Chillwave is a genre that had a brief, specific moment of cultural prominence and then retreated into a kind of wistful afterlife, which is appropriate for a genre that was always about wistfulness. The name, coined in 2009, described a cluster of acts making music that combined hazy synthesizer textures, lo-fi production, and a generally nostalgic emotional affect. The mood was summer, but a summer remembered rather than currently experienced.

The key acts were Neon Indian, Washed Out, and Toro y Moi, who were released almost simultaneously in 2009 and described as a movement before any of them had put out a full album. The music drew from 1980s pop and new age production, slowed down and filtered through a reverb that made everything sound like it was being heard through water. It was immediately recognizable and almost immediately subject to parody, which is the fate of any aesthetic that is sufficiently distinctive.

Washed Out’s Ernest Greene went on to develop the sound in ways that moved beyond the initial template. Toro y Moi, Chaz Bear, became one of the more productive and restless artists to emerge from the moment, making records that moved through funk, electronic music, and indie rock without settling into any of them permanently. Neon Indian released two albums that were received warmly before the project went quiet for an extended period.

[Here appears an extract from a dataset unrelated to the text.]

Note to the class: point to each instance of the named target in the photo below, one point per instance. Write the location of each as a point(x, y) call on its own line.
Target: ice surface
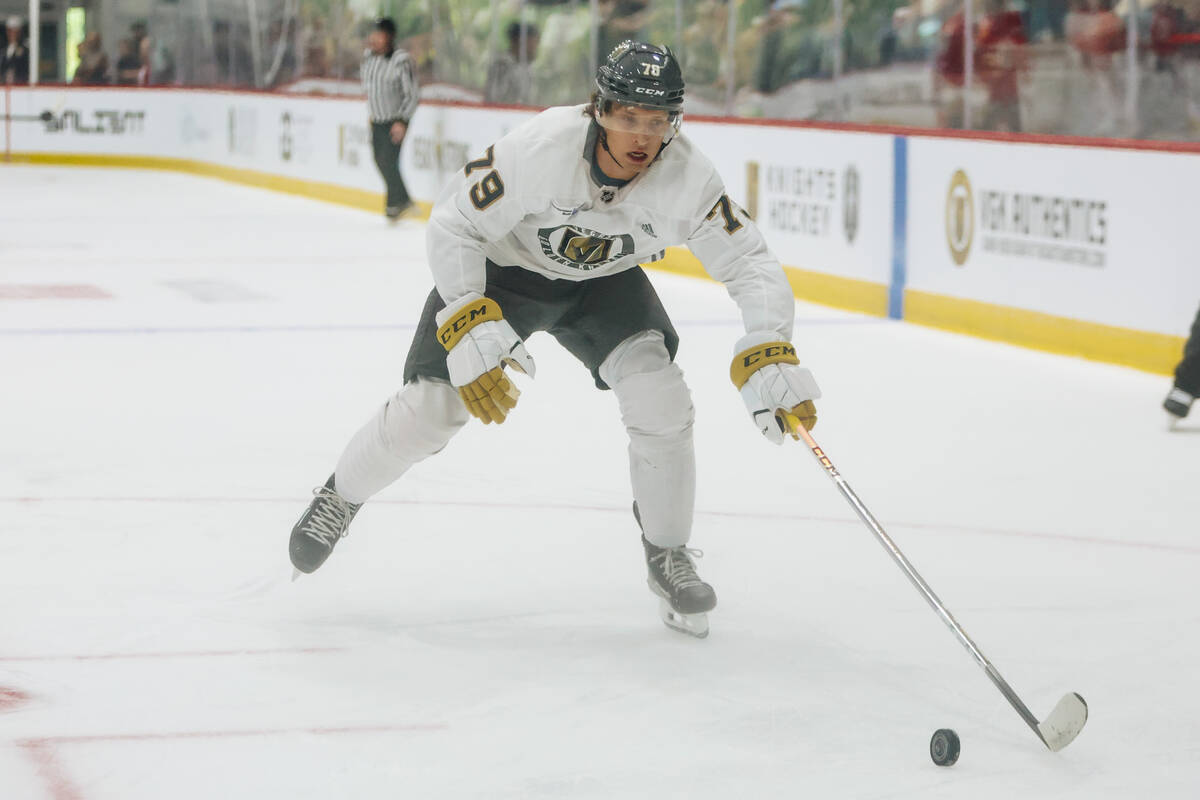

Chillwave as a genre identifier has mostly disappeared, but the aesthetic elements it represented have not. The hazy synthesizer textures and nostalgic emotional palette it popularized are visible in contemporary lo-fi, indie pop, and bedroom pop in ways that suggest the influence was real even if the category itself was always a bit constructed. Genres often work this way: they exist long enough to spread their DNA and then dissolve into the music they influenced.

1 Comment

  1. Yuki Hashimoto Apr 1, 2026 at 11:07 am UTC

    The title says it all, honestly. The aesthetic of chillwave was always retrospective , that gated reverb, the washed-out saturation on every synth line, the vocals buried deliberately like memory. Toro y Moi and Washed Out weren’t making summer music; they were making the feeling you have in October when you’re trying to reconstruct July. Sonically precise in a very specific kind of imprecision.